Disasters fuelling homelessness in Northern Rivers

The Housing, Homelessness and Disasters National Symposium Final Report said recovery efforts must do more to protect people who are renting, living in insecure housing or already without a home when disaster strikes. Photo: SUPPLIED
A NATIONAL report has warned that climate disasters are worsening Australia’s housing crisis, with the Northern Rivers identified as one of the most at-risk regions.
The Housing, Homelessness and Disasters National Symposium Final Report, released in June by the Australian Red Cross, Homelessness Australia and HowWeSurvive UNSW, said recovery efforts must do more to protect people who are renting, living in insecure housing or already without a home when disaster strikes.
The report uses the 2022 Northern Rivers floods as an example of how a single event can overwhelm housing supply, noting the disaster hit an already overheated rental market and left thousands unable to return home.
It draws on earlier figures showing thousands of homes were uninhabitable or damaged and that many people remained in temporary accommodation including pod villages and caravans more than a year later.
Australian National University lecturer in anthropology Timothy Heffernan, in an article published in The Conversation, said disasters are “worsening the housing shortage, rendering more people at risk of homelessness.”
Heffernan noted that homeowners were often able to access insurance or repair funds, while renters faced “increased competition in an already tight market.”
The symposium report calls for a national framework linking disaster response, housing and homelessness policy. It recommends stronger protections for renters, pre-disaster planning to secure temporary and long-term housing, and more climate-resilient social and affordable housing.
It also urges governments to improve coordination between housing, health and social services, adopt “no wrong door” service access policies, and identify land that could be used for emergency housing before disaster occurs.

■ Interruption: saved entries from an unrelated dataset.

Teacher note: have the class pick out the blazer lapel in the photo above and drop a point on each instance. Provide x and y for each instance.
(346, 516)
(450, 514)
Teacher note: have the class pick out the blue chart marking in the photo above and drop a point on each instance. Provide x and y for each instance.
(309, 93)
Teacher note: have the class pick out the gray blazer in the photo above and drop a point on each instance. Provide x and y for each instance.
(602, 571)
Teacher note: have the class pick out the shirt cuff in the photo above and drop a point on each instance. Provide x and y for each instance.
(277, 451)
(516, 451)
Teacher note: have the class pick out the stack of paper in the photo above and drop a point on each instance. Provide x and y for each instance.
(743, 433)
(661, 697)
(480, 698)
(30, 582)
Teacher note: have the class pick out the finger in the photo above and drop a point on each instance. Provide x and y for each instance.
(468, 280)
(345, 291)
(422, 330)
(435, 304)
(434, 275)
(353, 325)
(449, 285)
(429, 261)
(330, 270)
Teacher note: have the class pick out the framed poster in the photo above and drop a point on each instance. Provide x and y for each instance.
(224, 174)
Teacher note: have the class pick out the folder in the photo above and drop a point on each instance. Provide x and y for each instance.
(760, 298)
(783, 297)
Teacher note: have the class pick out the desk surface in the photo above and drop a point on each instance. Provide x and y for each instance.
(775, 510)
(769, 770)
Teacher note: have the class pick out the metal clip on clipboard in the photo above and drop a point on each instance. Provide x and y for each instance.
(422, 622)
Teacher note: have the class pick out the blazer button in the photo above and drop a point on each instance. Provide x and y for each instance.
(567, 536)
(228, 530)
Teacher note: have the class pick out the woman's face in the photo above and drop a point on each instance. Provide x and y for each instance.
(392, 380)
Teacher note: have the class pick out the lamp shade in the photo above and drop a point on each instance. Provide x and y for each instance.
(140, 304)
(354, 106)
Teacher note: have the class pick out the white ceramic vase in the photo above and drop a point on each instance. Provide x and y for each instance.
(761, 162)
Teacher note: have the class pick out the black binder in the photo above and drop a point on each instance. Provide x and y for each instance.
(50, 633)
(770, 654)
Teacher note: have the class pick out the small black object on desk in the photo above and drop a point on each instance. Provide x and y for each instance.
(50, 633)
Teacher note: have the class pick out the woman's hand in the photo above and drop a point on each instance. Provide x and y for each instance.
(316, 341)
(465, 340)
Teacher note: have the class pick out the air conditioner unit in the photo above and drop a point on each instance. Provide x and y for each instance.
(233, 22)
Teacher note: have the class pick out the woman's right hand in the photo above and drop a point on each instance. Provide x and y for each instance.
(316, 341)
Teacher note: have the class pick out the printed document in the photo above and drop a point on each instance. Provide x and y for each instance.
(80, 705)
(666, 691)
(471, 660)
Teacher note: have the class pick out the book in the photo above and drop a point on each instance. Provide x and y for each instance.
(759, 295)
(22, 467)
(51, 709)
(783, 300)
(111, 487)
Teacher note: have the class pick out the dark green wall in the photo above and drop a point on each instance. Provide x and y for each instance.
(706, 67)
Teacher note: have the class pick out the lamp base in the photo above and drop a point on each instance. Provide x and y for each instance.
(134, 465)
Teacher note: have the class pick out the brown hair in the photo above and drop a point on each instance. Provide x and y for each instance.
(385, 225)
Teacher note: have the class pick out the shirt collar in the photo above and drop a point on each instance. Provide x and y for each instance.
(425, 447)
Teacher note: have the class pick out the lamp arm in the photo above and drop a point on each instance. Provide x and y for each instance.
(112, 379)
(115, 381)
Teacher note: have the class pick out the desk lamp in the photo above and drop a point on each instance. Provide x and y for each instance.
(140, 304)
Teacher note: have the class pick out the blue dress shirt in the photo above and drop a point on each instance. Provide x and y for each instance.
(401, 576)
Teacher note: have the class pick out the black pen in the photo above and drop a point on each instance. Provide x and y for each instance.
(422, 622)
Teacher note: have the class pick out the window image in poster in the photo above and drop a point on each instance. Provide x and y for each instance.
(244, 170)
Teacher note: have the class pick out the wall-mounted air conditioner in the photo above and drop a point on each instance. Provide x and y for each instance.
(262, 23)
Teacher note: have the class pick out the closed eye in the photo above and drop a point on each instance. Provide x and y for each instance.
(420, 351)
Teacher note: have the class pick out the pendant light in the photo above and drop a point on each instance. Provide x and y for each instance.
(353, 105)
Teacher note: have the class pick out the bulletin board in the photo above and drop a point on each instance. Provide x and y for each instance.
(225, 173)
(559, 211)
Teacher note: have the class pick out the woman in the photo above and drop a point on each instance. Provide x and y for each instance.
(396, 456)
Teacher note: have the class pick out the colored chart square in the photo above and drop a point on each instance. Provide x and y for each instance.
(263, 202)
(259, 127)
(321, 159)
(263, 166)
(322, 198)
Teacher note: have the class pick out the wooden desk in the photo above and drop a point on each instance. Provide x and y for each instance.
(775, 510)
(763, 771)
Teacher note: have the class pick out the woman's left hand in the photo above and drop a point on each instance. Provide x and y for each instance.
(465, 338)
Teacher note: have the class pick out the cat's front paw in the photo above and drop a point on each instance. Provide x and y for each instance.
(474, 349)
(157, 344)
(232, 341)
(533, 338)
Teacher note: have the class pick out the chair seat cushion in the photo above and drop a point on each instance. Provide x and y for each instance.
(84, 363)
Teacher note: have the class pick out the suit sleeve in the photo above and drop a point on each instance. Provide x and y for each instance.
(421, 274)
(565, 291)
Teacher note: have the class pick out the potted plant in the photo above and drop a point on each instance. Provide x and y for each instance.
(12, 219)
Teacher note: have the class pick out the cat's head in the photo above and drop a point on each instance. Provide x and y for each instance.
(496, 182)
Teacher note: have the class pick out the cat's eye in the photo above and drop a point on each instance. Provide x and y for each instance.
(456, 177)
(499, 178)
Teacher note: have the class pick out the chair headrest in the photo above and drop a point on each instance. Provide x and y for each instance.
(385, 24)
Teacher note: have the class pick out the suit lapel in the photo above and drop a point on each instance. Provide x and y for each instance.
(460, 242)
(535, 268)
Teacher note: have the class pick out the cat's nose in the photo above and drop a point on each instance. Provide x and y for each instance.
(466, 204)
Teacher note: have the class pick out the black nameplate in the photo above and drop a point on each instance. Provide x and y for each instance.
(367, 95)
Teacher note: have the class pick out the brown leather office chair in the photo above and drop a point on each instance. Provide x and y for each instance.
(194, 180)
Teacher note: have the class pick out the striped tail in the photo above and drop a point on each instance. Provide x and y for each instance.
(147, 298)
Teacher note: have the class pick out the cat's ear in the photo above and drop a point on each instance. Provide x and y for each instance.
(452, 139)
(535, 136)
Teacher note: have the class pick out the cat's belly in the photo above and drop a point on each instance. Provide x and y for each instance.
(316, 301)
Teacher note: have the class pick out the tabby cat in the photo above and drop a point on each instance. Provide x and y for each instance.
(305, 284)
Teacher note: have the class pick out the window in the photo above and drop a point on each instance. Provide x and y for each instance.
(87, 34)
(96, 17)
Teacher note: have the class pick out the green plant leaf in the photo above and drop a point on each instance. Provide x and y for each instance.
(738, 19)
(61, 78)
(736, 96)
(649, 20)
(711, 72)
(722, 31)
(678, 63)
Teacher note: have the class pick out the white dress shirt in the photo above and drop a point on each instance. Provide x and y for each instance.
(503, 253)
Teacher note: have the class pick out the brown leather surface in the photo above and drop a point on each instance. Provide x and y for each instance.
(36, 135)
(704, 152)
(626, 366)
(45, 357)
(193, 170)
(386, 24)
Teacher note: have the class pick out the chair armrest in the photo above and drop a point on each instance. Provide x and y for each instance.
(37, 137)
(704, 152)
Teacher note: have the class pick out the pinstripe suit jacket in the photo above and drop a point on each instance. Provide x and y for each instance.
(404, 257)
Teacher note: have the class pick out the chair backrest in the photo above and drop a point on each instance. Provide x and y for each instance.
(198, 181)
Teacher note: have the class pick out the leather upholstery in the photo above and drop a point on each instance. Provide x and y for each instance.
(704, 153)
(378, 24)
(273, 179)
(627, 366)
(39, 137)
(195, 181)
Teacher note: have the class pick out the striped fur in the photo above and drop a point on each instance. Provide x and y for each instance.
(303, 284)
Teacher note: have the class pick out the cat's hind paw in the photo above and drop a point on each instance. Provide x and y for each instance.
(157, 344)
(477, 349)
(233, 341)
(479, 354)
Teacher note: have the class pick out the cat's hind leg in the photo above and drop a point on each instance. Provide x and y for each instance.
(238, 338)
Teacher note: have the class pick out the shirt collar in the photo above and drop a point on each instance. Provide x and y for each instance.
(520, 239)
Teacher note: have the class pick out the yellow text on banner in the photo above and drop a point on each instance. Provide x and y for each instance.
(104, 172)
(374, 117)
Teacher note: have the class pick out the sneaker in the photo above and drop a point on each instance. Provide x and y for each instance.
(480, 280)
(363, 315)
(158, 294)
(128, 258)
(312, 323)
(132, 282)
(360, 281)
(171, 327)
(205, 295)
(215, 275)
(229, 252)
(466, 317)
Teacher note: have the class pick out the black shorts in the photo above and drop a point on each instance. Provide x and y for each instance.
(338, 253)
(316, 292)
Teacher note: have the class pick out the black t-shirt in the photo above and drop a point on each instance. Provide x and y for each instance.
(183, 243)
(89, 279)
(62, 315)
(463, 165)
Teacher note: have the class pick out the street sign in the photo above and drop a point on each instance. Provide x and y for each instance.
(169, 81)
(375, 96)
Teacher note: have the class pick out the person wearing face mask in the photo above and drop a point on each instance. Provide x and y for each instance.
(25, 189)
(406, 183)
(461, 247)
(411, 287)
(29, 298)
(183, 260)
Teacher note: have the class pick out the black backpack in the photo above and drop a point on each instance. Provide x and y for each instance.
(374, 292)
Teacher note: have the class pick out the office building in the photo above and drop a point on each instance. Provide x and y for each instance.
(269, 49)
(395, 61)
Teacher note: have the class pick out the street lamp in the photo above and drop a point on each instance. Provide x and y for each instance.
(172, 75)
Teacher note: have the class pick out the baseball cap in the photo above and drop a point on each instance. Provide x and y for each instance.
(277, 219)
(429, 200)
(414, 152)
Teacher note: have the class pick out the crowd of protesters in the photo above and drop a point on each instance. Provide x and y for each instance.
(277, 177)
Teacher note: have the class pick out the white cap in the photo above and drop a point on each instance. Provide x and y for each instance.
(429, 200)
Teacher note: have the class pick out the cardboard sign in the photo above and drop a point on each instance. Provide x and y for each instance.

In the Northern Rivers, the symposium identified the strain on local services when thousands were displaced at once, along with gaps in data sharing and governance. It also recorded examples of effective responses, including trauma-informed, community-focused support in temporary housing villages.
Heffernan argued that homelessness planning “should be part of disaster planning, and vice versa” so that housing type and tenure do not put people at risk when future disasters occur.